More than anything else, except perhaps Burroughs’s insect-fear, Cronenberg’s Naked Lunch is a movie about writing. The typewriter-bug is his prize invention—a domestic monster that cowers, scuttles, babbles advice. (“Save the psychoanalysis for your grasshopper friends,” Lee snarls.) Lee’s rivalry with Tom Frost—played by Ian Holm with a tough, prissily jaded edge—is as a virtual scene from The Hellstrom Chronicle. Tom insists on lending Lee his typewriter, and the two machines transform each other into something resembling congealed tomato paste. Later, Lee turns his attention to Tom’s wife Joan (Judy Davis again). In the movie’s lone representation of heterosex, Bill seduces Joan into typing erotica on an Arabic typewriter—a giant glistening penis pokes out as they grapple.
Although Jane Bowles did remind some of Joan Burroughs, the notion that Burroughs had an affair with her may be Cronenberg’s most outlandish conceit.

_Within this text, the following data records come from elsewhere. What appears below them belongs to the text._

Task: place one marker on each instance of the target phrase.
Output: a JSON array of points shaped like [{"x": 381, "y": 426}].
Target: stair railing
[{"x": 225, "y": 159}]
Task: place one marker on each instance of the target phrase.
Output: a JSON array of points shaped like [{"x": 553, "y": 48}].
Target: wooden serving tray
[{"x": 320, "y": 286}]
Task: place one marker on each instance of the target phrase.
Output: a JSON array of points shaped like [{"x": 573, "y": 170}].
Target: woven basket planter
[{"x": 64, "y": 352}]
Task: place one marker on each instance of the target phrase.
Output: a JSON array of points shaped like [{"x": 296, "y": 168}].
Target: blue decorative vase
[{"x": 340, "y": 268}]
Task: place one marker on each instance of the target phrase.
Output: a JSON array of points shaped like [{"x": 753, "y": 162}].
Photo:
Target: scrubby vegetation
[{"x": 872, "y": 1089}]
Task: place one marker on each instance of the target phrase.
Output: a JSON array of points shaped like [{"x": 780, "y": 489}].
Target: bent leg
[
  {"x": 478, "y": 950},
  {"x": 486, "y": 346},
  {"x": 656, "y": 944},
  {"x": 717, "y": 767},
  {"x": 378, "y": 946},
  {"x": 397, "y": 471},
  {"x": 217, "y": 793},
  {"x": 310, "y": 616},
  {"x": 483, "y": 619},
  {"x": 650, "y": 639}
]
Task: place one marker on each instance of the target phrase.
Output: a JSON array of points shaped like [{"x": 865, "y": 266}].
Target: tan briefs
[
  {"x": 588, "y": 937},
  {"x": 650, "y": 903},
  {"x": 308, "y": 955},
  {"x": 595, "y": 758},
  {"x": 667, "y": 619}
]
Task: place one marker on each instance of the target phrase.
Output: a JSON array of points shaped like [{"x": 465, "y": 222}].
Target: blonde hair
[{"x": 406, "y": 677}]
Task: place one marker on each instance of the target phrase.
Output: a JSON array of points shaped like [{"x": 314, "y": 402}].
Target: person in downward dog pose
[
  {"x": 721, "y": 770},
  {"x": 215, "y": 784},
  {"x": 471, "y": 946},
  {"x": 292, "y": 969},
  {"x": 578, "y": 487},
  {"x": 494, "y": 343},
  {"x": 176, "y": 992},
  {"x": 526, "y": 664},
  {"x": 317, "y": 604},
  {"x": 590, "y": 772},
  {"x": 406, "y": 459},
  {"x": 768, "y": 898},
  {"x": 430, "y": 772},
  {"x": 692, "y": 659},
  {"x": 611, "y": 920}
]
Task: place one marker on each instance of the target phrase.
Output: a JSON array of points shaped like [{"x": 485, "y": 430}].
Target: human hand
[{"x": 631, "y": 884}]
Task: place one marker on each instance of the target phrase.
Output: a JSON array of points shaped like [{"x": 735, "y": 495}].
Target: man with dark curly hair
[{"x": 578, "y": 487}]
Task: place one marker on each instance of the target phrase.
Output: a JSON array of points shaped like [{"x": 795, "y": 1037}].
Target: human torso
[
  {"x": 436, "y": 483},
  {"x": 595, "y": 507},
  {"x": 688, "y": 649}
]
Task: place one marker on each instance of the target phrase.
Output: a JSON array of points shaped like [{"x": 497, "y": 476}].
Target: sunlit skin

Ultimately, however, Naked Lunch has less in common with such solemnly gaseous cousins as Henry and June or The Sheltering Sky than with a mythopoeic manifesto like Cocteau’s Orphée. (Indeed, Naked Lunch‘s typewriter-bug controller is not unlike the oracular car radio in Orphée, and the fatalistic ending suggests Orphée as well.) Cronenberg not only assumes a certain audience familiarity with his subject, he uses his movie to theorize on Burroughs. It’s clear that, in his view, shooting Joan was what compelled Burroughs to become a writer; it’s also what turns the movie into a matter-of-factly delirious noir.
To see Naked Lunch is to ponder anew the connection between Burroughs and Poe (or between their interpreters Cronenberg and Roger Corman). Cronenberg has done a remarkable thing. He hasn’t just created a mainstream Burroughs on something approximating Burroughs’s terms, he’s made a portrait of an American writer. There’s never been a pithier definition of the artist’s relation to art than Bill Lee’s remark that he’s addicted to something that doesn’t exist.
Naked Lunch will screen, along with Craig Baldwin’s experimental film, Tribulation 99, on March 11 as part of “30 Years of J. Hoberman,” which runs from March 10 through April 3 at BAM.